- Muganja hills Location within Democratic Republic of the Congo

Highest point
- Elevation: 2,000 m (6,600 ft)
- Coordinates: 6°41′16″S 29°21′45″E﻿ / ﻿6.68771°S 29.362593°E

Geography
- Country: Democratic Republic of the Congo
- Province: Katanga
- Range coordinates: 6°37′31″S 29°23′29″E﻿ / ﻿6.625391°S 29.391518°E

= Muganja hills =

The Muganja hills (Monts Mugandja) are a range in the Tanganyika District of Katanga Province in the Democratic Republic of the Congo, to the south of Kalemie.
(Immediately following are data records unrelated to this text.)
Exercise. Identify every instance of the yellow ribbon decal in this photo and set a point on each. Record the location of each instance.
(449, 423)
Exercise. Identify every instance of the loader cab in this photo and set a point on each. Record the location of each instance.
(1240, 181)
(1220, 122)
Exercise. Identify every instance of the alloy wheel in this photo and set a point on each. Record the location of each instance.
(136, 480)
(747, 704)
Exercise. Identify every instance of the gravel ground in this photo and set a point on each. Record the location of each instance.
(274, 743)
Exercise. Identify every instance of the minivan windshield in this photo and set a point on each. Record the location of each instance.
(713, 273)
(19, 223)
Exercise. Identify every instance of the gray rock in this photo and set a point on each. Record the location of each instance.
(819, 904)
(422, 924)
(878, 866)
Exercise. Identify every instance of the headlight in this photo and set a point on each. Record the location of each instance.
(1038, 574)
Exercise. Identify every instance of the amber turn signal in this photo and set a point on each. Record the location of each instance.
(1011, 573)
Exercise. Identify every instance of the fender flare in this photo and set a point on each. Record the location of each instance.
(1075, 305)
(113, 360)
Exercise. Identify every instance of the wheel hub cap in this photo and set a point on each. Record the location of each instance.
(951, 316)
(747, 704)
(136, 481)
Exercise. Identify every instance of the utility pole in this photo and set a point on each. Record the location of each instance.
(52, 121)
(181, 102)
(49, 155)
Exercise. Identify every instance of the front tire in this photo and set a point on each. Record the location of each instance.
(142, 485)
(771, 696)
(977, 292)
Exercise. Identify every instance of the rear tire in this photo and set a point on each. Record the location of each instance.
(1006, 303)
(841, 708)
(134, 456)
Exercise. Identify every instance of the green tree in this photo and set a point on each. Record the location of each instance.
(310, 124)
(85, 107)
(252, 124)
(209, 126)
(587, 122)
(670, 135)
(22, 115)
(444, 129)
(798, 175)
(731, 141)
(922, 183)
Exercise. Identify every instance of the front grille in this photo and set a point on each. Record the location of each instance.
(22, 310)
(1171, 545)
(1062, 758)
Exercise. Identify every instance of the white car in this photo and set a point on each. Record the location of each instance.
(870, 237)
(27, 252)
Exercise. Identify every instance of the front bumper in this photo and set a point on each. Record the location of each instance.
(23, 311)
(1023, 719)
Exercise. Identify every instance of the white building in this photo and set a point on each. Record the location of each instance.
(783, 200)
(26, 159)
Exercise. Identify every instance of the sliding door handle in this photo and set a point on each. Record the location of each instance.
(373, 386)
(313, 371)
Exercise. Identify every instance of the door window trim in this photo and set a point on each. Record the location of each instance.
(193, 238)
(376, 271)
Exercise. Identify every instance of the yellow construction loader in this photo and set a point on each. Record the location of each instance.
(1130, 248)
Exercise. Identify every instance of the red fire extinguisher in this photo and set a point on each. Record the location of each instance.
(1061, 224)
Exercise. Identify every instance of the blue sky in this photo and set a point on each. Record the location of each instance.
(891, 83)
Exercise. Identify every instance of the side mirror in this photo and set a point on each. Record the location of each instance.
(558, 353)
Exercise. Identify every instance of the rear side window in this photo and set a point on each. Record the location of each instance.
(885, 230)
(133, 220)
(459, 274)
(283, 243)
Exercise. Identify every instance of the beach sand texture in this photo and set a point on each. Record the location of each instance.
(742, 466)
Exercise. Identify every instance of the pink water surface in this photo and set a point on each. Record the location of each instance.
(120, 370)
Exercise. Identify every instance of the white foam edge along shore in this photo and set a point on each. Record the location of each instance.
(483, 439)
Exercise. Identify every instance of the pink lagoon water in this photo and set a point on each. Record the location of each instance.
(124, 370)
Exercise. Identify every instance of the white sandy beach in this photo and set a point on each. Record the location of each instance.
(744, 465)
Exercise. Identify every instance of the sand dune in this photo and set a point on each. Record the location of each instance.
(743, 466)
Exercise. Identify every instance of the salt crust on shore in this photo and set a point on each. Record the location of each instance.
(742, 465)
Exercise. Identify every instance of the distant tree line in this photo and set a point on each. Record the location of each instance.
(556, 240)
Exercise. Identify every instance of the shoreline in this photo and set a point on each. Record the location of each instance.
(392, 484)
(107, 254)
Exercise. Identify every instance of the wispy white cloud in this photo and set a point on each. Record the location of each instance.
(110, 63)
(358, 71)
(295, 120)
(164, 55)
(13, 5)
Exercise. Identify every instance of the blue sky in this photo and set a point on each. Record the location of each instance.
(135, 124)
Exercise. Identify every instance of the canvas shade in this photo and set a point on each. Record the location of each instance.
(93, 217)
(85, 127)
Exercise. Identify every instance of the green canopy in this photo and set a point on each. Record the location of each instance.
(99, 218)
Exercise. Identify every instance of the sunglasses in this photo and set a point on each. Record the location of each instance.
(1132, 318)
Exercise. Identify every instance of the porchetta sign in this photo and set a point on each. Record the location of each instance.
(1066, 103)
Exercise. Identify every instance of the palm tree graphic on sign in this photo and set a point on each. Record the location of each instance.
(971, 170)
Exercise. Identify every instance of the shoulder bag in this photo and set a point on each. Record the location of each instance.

The Kyimbi River originates in the Muganja plateau at a height of 6560 ft.
It has a series of falls over a distance of 2 mi, with the largest 300 to 500 ft high.
The total drop is over 2500 ft.
The Muganja massif contains the Lukuga coalfield near Kalemie.

The Muganja hills lie to the north of the Marungu massif, which as of 2008 had almost all been converted to farmland or pasture.
However, the Muganja hills in 2008 were surrounded by a large area of Miombo woodland and riverine forest.
A survey that year found evidence of chimpanzee, baboon, blue monkey and bushpig in the forest to the north of the hills.
About 59 chimpanzees were estimated to be present.